In this interview Amy Nurnberger, who is the Program Head, Data Management Services and Interim Department Head, Data and Specialized Services at MIT Libraries, answers questions from Katie Mika about the importance of creating open infrastructure to share and, crucially, cite research data. Amy discusses:
A current MIT project to automatically index research data outputs published by Institute affiliates in open repositories around the world;
The importance of creating and upholding systems of openness and equity in open access movements;
The value of normalizing data citation for developing an understanding of data use and sharing practices; and
Resisting impulses to treat potential or emerging data citation metrics like existing article citation metrics which may replicate existing systemic problems.
Thank you for the invitation to participate! My name is Amy Nurnberger (she/her), and I currently hold the roles at the MIT Libraries of Program Head, Data Management Services, and Interim Department Head, Data and Specialized Services. At MIT, I also co-chair the ad-hoc Research Data Group and the Open Access Task Force Implementation Team.
Outside of MIT, I am an adjunct assistant professor at Teachers College, Columbia University in the Learning Analytics program, teaching management of education data. I also represent MIT Libraries on the Research Data Alliance’s Organisational Advisory Board and contribute to a variety of editorial boards and advisory committees.
Perhaps needless to say, but the following are my opinions, and not those of any associated organizations. In all of these roles, my overarching goal is to increase the impact and effectiveness of research through good management and stewardship of diverse research outputs, with a focus on research data (broadly interpreted). Bringing about good management and stewardship means focusing on infrastructure, which comprises people, policies and technologies, and systems, which include individuals, teams, practices, and processes, in context and in interaction. Implicit in all of this work are the principles of openness, equity, and respect. Repeatedly, scholarly systems are demonstrably more successful in achieving both research and societal goals when they strive for openness and equity [PDF] while respecting their stakeholders and collaborators.

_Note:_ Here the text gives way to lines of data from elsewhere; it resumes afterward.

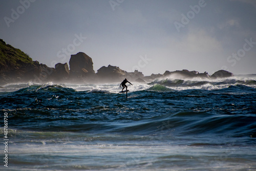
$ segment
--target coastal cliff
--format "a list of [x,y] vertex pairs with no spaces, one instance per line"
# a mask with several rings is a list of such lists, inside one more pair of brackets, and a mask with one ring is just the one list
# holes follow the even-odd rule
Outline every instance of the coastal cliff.
[[233,74],[220,70],[209,76],[203,73],[187,70],[170,72],[163,74],[152,74],[144,76],[137,70],[127,72],[117,66],[103,66],[95,73],[92,58],[83,52],[71,55],[67,63],[57,63],[55,68],[33,61],[27,54],[18,49],[7,45],[0,39],[0,86],[14,82],[45,83],[49,81],[56,82],[119,82],[124,78],[138,82],[153,81],[157,78],[176,76],[184,78],[202,78],[216,79],[230,77]]

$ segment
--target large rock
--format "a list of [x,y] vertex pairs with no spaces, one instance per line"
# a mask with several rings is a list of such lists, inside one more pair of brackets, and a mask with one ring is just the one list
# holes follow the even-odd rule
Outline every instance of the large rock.
[[58,80],[67,79],[69,77],[69,69],[68,63],[58,63],[55,65],[55,78]]
[[232,76],[233,75],[233,73],[225,71],[225,70],[219,70],[214,73],[210,76],[210,78],[217,79],[217,78],[226,78]]
[[92,58],[83,52],[72,55],[69,60],[70,76],[72,78],[87,78],[94,75]]
[[125,72],[126,78],[131,81],[136,81],[136,80],[139,79],[143,79],[144,78],[144,75],[141,72],[139,72],[138,70],[135,70],[133,72]]
[[184,78],[191,78],[195,77],[200,77],[202,78],[209,78],[209,76],[206,72],[203,73],[200,73],[196,71],[189,71],[187,70],[183,70],[182,71],[175,71],[170,72],[166,71],[163,74],[164,76],[173,76],[177,77],[179,77],[181,79]]
[[100,81],[108,82],[121,81],[126,76],[125,71],[122,70],[119,67],[110,65],[108,67],[103,66],[100,68],[98,70],[96,75]]

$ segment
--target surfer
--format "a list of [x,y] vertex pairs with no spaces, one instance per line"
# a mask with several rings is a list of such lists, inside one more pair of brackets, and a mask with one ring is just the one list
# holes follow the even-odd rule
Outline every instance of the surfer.
[[127,90],[127,86],[125,85],[125,84],[127,82],[129,82],[130,84],[131,84],[132,85],[133,85],[133,84],[131,83],[131,82],[130,82],[129,81],[128,81],[128,80],[126,78],[124,79],[124,80],[123,81],[123,82],[121,82],[121,83],[120,84],[119,87],[121,87],[121,85],[122,85],[122,86],[123,87],[123,89],[122,89],[122,92],[123,91],[123,89],[124,89],[124,87],[125,87],[126,88],[126,90]]

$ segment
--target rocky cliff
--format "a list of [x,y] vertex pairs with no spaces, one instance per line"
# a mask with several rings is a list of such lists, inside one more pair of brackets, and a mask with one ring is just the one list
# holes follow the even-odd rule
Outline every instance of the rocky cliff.
[[48,67],[32,59],[19,49],[6,45],[0,39],[0,86],[13,82],[31,81],[44,83],[49,81],[57,82],[121,82],[126,78],[131,81],[150,82],[155,79],[166,77],[179,77],[181,79],[202,78],[216,79],[230,77],[233,74],[224,70],[220,70],[211,76],[205,72],[187,70],[170,72],[163,74],[152,74],[144,76],[142,73],[135,70],[127,72],[118,67],[110,65],[102,67],[95,73],[93,69],[92,59],[83,52],[72,55],[68,63],[57,63],[55,68]]

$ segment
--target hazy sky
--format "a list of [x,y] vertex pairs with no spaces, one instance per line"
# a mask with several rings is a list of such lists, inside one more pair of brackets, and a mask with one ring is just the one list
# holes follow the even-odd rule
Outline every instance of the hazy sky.
[[255,0],[1,0],[0,38],[54,67],[71,54],[145,75],[256,74]]

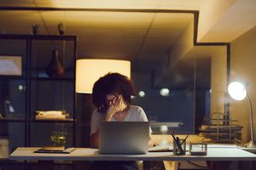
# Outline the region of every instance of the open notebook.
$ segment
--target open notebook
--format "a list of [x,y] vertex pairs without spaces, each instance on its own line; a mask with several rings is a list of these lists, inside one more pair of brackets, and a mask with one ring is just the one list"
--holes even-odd
[[55,154],[69,154],[75,150],[75,148],[64,147],[42,147],[37,150],[35,153],[55,153]]
[[154,146],[148,149],[149,152],[173,151],[172,146]]

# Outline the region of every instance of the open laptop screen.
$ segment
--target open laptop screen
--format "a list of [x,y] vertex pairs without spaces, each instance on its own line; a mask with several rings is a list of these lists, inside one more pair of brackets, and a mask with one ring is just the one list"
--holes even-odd
[[144,154],[148,152],[149,122],[102,122],[101,154]]

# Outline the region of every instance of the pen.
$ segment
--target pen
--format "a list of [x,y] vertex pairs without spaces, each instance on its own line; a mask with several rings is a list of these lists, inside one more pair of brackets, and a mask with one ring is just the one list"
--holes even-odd
[[181,145],[182,145],[184,142],[186,142],[186,139],[187,139],[188,137],[189,137],[189,134],[186,136],[186,138],[184,139],[184,140],[180,144]]

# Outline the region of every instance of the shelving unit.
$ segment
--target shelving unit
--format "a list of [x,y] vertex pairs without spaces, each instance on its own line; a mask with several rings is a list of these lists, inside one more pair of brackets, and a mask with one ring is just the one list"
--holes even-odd
[[[0,34],[0,55],[22,58],[21,76],[0,75],[0,142],[1,137],[9,139],[10,153],[20,146],[50,145],[51,134],[60,132],[66,135],[67,147],[76,146],[76,36]],[[45,73],[54,49],[65,71],[61,77]],[[5,113],[6,99],[14,108],[12,115]],[[63,121],[35,119],[35,110],[61,110],[69,114]]]

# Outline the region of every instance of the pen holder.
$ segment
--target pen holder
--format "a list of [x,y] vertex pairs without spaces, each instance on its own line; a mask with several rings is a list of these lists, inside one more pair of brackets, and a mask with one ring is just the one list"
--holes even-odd
[[186,141],[180,139],[179,140],[173,139],[173,155],[185,156],[186,155]]

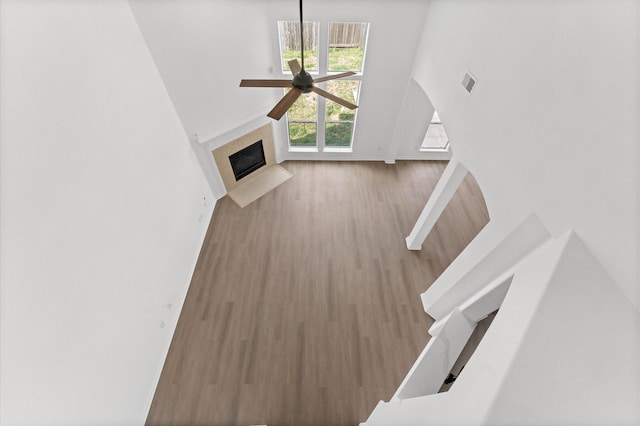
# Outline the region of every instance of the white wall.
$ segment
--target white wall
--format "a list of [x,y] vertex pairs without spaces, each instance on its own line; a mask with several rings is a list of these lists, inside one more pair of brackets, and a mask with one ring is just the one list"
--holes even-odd
[[143,424],[212,197],[125,1],[0,17],[0,423]]
[[636,305],[639,28],[637,0],[432,0],[413,73],[494,226],[575,230]]
[[279,93],[239,87],[273,77],[267,2],[129,3],[189,137],[217,136],[273,108]]
[[392,163],[404,159],[451,159],[450,149],[445,152],[420,151],[434,112],[435,108],[427,94],[414,79],[411,79],[385,161]]

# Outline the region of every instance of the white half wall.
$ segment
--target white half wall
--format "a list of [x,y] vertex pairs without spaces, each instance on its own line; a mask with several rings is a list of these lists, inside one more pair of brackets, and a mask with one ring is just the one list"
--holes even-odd
[[0,423],[142,425],[215,200],[126,1],[0,52]]

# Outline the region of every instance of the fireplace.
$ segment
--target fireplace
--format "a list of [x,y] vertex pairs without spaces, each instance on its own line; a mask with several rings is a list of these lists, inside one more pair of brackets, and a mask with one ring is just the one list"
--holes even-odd
[[264,157],[262,140],[241,149],[235,154],[231,154],[229,162],[236,181],[266,165],[267,161]]

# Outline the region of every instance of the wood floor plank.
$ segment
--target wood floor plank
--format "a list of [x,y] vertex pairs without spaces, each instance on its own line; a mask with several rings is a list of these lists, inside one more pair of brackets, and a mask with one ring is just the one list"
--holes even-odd
[[357,425],[428,341],[420,293],[487,223],[463,182],[423,250],[409,234],[445,162],[286,162],[218,201],[148,425]]

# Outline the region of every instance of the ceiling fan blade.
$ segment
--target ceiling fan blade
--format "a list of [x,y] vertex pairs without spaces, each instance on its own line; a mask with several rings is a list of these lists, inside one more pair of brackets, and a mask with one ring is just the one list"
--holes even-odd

As you can tell from the names, our main focus is around issues concerning research data. However, we also collaborate closely with our colleagues in Scholarly Communications and Collections Strategy (SCCS) in the larger space of Open Scholarship. The connecting theme is that in order for scholarship to be shared, built on, and extended productively it must be accomplished and promulgated in ways that support these activities rather than raise barriers to them. Within the space of research data, we actively support training, guidance, practices, and tools that contribute to the production of data and research outputs that can be made open, in ways that align with the FAIR principles of findable, accessible, interoperable and reusable for our research community. We also participate in conversations at the institutional, regional, national, and global levels around effecting Open Data and Open Scholarship at each of these levels. Internally, we work to build awareness of the many roles that libraries play in the research data and Open Data spaces. One project we are currently working on across the MIT Libraries, and with select faculty partners, is creating a tool that can automatically index MIT-produced research data products from open repositories. We think this is an exciting and useful way to demonstrate the breadth of what is available and the importance of Open Data.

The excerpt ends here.